Artificial intelligence has this in itself that the effectiveness of developed algorithms depends on what data was used to teach them. This problem was noticed in the case of face recognition algorithms that coped well with white men’s photos. In the case of women with dark skin complexion, the same algorithms were much worse. That’s why IBM has prepared a new photo database that will be used to teach this type of algorithm.
This problem was noticed and publicized by Joy Buolamwini from M.I.T. Media Lab. The researcher, well-known among researchers, decided to check how artificial intelligence algorithms deal with the recognition of people in the pictures. Photographs that were used during the experiment were of good quality and well-lit. However, the algorithms studied were to determine the gender of the person in the picture. It turned out that the algorithms prepared by IBM, Microsoft and Face ++ had no problem determining the gender of white men. The error was only 1%. For women of the same complexion the error increased to 7%. For dark-skinned men, 12% of the decisions were wrong, and for dark-skinned women the error increased to 35%. The conclusion from this study was very simple.
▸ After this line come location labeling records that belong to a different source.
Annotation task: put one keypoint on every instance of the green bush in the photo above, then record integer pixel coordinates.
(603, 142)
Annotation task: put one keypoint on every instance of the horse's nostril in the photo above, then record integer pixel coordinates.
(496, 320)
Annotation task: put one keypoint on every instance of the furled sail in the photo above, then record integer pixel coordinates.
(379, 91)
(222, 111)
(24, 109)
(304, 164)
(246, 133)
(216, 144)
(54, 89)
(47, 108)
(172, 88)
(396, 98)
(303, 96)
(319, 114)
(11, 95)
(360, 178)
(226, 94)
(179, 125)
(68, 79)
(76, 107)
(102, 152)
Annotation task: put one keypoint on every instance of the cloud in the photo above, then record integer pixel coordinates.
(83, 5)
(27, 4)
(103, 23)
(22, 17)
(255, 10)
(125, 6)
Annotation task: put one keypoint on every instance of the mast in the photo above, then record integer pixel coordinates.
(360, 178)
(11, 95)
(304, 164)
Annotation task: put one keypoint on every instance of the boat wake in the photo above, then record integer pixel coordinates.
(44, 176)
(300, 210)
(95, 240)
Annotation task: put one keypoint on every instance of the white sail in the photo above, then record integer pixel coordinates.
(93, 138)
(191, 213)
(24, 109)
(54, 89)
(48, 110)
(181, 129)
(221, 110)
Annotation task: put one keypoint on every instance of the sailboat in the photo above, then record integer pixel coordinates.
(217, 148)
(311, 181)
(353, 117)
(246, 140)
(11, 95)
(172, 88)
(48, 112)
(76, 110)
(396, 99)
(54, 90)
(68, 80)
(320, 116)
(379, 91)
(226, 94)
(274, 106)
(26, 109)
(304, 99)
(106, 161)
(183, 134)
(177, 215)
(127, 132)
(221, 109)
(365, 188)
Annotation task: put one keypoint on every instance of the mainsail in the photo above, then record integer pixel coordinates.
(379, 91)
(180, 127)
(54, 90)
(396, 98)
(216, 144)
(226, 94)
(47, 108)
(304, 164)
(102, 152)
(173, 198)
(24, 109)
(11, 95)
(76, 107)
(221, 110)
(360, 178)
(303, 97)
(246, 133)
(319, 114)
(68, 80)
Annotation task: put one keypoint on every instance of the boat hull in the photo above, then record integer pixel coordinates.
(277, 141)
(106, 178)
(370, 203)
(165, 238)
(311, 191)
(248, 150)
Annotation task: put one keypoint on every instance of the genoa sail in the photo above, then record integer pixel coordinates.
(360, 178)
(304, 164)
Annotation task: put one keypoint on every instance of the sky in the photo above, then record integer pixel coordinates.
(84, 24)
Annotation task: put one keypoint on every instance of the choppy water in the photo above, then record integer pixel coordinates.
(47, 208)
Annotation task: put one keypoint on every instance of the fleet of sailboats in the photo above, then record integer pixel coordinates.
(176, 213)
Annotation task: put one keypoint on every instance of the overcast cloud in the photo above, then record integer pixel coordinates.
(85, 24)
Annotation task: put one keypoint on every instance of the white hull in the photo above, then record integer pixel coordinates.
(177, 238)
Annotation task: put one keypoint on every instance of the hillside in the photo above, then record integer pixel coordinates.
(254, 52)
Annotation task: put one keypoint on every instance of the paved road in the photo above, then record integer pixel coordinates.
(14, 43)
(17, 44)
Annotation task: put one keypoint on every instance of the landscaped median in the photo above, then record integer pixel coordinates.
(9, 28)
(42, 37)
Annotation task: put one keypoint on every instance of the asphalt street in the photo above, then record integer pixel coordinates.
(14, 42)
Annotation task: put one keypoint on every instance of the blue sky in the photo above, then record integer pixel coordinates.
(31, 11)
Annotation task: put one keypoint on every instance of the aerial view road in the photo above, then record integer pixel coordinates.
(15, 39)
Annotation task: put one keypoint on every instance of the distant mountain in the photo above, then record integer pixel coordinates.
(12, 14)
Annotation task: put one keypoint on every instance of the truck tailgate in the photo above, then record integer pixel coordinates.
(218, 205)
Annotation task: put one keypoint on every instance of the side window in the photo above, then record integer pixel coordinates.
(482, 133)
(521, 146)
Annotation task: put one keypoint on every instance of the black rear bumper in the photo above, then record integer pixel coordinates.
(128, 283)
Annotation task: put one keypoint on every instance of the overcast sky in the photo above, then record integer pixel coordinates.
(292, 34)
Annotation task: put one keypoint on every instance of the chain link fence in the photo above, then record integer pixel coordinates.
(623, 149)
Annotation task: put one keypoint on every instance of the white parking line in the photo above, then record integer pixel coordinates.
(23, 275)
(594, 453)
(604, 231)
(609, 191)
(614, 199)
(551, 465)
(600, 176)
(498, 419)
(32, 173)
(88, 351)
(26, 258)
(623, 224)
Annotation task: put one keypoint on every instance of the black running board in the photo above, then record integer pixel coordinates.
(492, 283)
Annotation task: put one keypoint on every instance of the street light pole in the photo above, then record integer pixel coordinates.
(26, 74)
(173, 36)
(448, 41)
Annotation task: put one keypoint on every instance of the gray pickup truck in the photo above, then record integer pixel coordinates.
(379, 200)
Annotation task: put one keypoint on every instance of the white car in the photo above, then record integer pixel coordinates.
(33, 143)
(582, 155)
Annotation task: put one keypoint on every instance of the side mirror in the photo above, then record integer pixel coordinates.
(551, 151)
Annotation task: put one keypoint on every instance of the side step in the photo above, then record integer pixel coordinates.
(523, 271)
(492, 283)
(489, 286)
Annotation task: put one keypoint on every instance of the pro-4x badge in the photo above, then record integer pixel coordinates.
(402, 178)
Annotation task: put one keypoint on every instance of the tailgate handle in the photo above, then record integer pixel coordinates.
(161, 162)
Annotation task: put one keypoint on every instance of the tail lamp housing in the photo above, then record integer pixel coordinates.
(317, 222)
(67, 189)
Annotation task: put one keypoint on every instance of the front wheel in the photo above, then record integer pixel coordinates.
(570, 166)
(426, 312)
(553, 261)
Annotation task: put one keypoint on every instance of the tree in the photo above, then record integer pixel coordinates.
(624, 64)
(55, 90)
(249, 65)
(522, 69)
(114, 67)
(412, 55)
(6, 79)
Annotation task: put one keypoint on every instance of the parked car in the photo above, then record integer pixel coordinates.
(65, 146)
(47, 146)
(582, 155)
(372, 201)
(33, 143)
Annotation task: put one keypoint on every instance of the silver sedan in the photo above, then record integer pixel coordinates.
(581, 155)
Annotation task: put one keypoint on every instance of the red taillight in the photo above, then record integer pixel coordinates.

Artificial intelligence can be “racist” if it is taught poorly selected data
This problem is very well-known to people who deal with machine learning on a daily basis. This is about dealing with unevenly differentiated data that is used to teach models of artificial intelligence. Tested algorithms for face recognition performed best with white men because they dominated among the images used to teach individual algorithms. That’s why IBM released a new database a few days ago that contains over a million photos of different people. At the same time, the company made sure that the photographs presented people with different skin tones and that representatives of various countries would be included in the database. The second database contains photos of 36,000 people, which can be used to test previously learned algorithms. Also in this case, IBM made sure that the data was appropriately diversified.